Is Science Defined By What Scientists Do?

Post Author: Bill Pratt

Frustrated by an inability to rule out certain “unscientific” ideas (e.g., intelligent design) by using epistemological criteria, some scientists and philosophers simply make the claim that science is what scientists do. Or put another way, science is defined by the institutions that practice science.

Professor of biology Austin L. Hughes, however, believes this way of defining science is fraught with problems. In his essay, “The Folly of Scientism,” he argues the following:

By this criterion, we would differentiate good science from bad science simply by asking which proposals agencies like the National Science Foundation deem worthy of funding, or which papers peer-review committees deem worthy of publication.

So what is the harm in this approach to defining science? Hughes explains:

The problems with this definition of science are myriad. First, it is essentially circular: science simply is what scientists do.

Second, the high confidence in funding and peer-review panels should seem misplaced to anyone who has served on these panels and witnessed the extent to which preconceived notions, personal vendettas, and the like can torpedo even the best proposals. Moreover, simplistically defining science by its institutions is complicated by the ample history of scientific institutions that have been notoriously unreliable.

Can Hughes provide an example of an unreliable scientific institution?

Consider the decades during which Soviet biology was dominated by the ideologically motivated theories of the geneticist Trofim Lysenko, who rejected Mendelian genetics as inconsistent with Marxism and insisted that acquired characteristics could be inherited. An observer who distinguishes good science from bad science “by reference to institutional factors” alone would have difficulty seeing the difference between the unproductive and corrupt genetics in the Soviet Union and the fruitful research of Watson and Crick in 1950s Cambridge.

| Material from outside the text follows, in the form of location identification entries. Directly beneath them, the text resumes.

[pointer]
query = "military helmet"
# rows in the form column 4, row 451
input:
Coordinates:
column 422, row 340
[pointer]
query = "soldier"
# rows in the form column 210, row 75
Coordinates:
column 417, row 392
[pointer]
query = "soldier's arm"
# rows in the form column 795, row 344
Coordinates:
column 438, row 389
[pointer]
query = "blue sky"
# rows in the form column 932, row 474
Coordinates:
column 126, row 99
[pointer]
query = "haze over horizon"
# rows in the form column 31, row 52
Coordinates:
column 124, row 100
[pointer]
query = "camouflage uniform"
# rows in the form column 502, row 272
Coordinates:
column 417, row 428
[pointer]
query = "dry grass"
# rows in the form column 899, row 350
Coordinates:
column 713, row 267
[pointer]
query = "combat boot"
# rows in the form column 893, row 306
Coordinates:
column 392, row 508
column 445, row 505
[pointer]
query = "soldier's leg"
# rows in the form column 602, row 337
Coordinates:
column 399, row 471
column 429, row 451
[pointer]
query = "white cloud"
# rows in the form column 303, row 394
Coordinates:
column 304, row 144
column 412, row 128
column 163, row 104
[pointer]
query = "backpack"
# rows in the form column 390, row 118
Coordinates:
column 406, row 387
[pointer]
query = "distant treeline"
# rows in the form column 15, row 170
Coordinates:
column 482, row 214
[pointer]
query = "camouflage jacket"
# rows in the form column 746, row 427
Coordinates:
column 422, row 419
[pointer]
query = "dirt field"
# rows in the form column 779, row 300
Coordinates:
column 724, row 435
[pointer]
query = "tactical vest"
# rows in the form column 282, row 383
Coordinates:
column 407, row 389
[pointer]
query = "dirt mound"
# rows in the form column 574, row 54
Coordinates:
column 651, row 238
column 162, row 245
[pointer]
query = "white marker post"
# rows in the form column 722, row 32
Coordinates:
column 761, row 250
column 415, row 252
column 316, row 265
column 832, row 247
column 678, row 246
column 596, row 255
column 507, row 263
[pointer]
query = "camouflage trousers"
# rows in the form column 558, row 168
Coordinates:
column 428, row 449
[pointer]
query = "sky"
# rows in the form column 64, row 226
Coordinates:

Can we be certain that there are not sub-disciplines of science in which even today most scientists accept without question theories that will in the future be shown to be as preposterous as Lysenkoism? Many working scientists can surely think of at least one candidate — that is, a theory widely accepted in their field that is almost certainly false, even preposterous.

Yes, Soviet biology was screwed up for a while, but the beauty of science is that it is self-correcting, right? Scientists may get something wrong for a few years, but eventually they get it right, don’t they? Hughes anticipates this objection:

Confronted with such examples, defenders of the institutional approach will often point to the supposedly self-correcting nature of science. Ladyman, Ross, and Spurrett assert that “although scientific progress is far from smooth and linear, it never simply oscillates or goes backwards. Every scientific development influences future science, and it never repeats itself.”

Alas, in the thirty or so years I have been watching, I have observed quite a few scientific sub-fields (such as behavioral ecology) oscillating happily and showing every sign of continuing to do so for the foreseeable future. The history of science provides examples of the eventual discarding of erroneous theories. But we should not be overly confident that such self-correction will inevitably occur, nor that the institutional mechanisms of science will be so robust as to preclude the occurrence of long dark ages in which false theories hold sway.

Hughes is dead on target. I might add that origin of life research also seems to have gone nowhere fast over the last hundred years. Scientists still have no natural explanation for how first life appeared on earth. The dark ages persist for origin of life researchers. As grand as science is, it still has spectacular failures, like any other human undertaking. As long as the institutions of science include human beings, there will continue to be misadventures.